I played four big hands in the tournament endgame. I raised with K-Q and Leigh called all-in with A-T. The flop was Q-Q-X and I hit a K on the turn to add insult to injury. A few hands later, I won a race with A-T vs. pocket fours when I made a club flush on the river. Pauly said he folded the ace of clubs, though I would have had him dominated pre-flop. I found K-Q again a few hands later and raised from EP and Pauly re-raised me from the small blind. I laid it down and he told me later he had K-K.

Then there was the final hand. Pauly, Jonno and I all made the money. The blinds were so high (2k-4k) that it was all-in or fold for everyone, even Pauly, who was the chip leader with over 20K. Pauly moved all-in from UTG and everyone folded around to me in the big blind. I looked down at K-Q (again) and I had less than 10K chips after putting in my 4k big blind. With Pauly moving in on maybe 75% of his hands, I thought it was a good spot to get my chips in.

“I call.”
“Fuck!” He said, as he tabled the 4-6 of clubs.

I don’t remember the flop exactly, except that there were two clubs in it. The turn gave him more outs with a straight draw. And the river was a 4. I was out in 5th place for $161, happy to have cashed another Vegas tournament, but disappointed of course that I had missed out on the more significant payouts. But I’d make that call again and again. 1st place would have doubled my bankroll. 2nd and 3rd would have increased it by at least 50%. And I was playing to win. Pauly ended up finishing 3rd and Jonno was the runner-up, after the donkey girl who won it sucked out on him three times in a row. I think the three of us represented PokerNews Global spectacularly.

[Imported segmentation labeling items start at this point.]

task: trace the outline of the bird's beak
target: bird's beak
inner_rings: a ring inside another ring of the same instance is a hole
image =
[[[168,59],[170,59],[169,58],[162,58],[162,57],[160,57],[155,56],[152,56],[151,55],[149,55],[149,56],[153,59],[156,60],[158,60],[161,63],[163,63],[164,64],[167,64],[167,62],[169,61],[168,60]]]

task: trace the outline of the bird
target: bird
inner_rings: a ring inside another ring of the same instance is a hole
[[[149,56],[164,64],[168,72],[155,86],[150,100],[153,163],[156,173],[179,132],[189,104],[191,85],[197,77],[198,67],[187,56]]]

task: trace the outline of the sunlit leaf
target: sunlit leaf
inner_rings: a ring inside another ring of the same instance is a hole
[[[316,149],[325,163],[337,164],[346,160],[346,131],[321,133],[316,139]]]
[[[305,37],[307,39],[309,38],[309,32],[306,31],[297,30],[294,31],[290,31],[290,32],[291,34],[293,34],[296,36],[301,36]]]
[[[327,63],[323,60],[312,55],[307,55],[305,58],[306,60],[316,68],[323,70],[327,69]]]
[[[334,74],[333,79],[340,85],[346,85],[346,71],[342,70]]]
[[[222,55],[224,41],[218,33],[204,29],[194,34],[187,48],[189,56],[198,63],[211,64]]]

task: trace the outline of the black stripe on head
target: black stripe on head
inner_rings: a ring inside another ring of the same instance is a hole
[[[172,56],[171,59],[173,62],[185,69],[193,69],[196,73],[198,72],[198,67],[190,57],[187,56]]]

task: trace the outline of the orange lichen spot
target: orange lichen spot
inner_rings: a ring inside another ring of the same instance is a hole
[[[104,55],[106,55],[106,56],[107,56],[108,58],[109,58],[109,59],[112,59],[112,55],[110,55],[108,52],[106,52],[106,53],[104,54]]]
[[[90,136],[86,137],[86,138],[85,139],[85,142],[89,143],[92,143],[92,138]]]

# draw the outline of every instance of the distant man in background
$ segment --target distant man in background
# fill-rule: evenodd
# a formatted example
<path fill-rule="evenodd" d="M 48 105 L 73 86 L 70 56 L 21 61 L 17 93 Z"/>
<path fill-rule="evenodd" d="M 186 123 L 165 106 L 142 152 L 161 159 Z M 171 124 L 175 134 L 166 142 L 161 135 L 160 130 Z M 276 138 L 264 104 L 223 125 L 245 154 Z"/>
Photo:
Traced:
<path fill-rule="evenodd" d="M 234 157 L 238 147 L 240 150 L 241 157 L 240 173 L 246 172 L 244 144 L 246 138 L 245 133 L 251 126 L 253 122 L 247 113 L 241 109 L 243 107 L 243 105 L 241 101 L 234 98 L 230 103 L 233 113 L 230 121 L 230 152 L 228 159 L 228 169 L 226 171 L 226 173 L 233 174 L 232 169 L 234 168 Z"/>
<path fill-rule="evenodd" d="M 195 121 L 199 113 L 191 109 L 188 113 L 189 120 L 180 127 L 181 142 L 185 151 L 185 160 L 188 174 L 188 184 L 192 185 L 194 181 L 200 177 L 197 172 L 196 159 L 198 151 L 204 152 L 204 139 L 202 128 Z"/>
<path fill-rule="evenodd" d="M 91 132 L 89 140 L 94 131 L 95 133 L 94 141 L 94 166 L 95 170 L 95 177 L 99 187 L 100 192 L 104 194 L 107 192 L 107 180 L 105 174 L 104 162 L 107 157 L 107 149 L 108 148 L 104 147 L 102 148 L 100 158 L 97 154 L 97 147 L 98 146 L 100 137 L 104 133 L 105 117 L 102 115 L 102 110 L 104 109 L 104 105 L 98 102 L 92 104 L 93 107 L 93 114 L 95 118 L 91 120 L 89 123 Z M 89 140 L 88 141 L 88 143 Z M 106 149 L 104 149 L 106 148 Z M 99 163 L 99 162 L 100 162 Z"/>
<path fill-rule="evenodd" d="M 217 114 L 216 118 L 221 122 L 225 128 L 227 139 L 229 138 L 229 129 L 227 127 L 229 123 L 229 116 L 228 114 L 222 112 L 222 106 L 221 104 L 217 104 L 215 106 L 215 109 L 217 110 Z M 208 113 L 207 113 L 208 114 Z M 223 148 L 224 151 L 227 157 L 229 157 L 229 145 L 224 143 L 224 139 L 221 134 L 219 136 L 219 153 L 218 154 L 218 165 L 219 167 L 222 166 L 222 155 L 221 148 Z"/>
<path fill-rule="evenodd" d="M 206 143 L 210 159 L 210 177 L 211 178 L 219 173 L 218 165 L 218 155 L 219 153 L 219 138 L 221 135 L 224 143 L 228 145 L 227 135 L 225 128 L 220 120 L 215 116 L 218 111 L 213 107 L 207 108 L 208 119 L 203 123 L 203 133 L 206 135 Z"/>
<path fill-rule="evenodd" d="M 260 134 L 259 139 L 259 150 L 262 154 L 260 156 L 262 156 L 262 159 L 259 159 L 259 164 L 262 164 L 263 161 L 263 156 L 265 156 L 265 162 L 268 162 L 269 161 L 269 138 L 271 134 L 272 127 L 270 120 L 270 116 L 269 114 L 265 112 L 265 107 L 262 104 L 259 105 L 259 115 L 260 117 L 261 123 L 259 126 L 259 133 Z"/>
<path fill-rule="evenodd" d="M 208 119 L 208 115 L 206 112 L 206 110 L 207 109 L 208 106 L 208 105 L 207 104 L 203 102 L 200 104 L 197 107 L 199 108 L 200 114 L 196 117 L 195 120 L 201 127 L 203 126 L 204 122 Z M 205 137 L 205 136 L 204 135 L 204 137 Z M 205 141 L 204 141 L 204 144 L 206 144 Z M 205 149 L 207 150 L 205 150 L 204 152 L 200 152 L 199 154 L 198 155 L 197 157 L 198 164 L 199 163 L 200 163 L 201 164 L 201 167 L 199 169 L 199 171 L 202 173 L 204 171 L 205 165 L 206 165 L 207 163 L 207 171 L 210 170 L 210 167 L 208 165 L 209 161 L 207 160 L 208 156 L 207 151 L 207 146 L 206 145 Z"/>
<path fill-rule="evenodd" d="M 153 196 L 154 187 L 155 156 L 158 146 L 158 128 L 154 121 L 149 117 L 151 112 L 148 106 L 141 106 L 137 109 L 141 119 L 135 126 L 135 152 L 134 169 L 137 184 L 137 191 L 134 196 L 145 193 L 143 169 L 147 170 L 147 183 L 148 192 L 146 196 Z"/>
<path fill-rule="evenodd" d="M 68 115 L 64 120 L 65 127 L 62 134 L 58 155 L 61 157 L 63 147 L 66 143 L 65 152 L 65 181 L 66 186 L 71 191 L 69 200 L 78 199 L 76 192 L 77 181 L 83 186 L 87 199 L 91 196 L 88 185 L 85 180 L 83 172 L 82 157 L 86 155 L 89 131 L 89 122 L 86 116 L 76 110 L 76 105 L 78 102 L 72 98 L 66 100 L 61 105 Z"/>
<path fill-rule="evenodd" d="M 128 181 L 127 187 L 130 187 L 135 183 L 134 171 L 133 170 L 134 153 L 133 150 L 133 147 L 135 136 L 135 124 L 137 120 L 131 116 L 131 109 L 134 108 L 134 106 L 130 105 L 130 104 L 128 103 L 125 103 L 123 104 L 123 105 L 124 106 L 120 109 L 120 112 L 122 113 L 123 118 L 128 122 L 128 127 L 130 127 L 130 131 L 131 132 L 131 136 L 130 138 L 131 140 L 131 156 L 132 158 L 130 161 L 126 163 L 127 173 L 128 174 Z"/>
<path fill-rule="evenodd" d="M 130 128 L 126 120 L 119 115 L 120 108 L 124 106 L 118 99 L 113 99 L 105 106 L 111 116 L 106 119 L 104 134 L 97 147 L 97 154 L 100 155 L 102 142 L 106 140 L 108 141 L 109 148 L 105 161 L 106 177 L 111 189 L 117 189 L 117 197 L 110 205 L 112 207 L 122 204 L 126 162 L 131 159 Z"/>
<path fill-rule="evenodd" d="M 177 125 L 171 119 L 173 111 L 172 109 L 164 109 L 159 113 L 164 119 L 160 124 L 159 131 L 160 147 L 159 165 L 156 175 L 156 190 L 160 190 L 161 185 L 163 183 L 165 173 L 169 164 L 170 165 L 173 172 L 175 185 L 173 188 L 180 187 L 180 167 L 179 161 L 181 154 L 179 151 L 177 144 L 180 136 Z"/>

Of course, then I blew $70 of my win playing Pai Gow with Jonno, Pauly, and Mean Gene. Gene and Jonno were both Pai Gow virgins, so it was only my duty to further their descent into Vegas degeneracy. By the end of our session, though the margaritas had metabolized and I had developed a splitting headache. It was time to call it a night. I crashed as soon as we got home.

Today is our last day of freedom before the 47-day marathon that is the WSOP. Hopefully we’ll get to hang out with some of our pals like JW and Friedman tonight before we become prisoners of the Amazon Room come 10 AM tomorrow.

This entry was posted in Las Vegas Poker, limit hold'em, MTTs | 2 Comments

2 Responses to The First 48

  1. I heart your Vegas posts. Bravo!

  2. Mean Gene says:

    Wait, that was SOUP? I thought it was a pot-pie kinda thingy. Soup????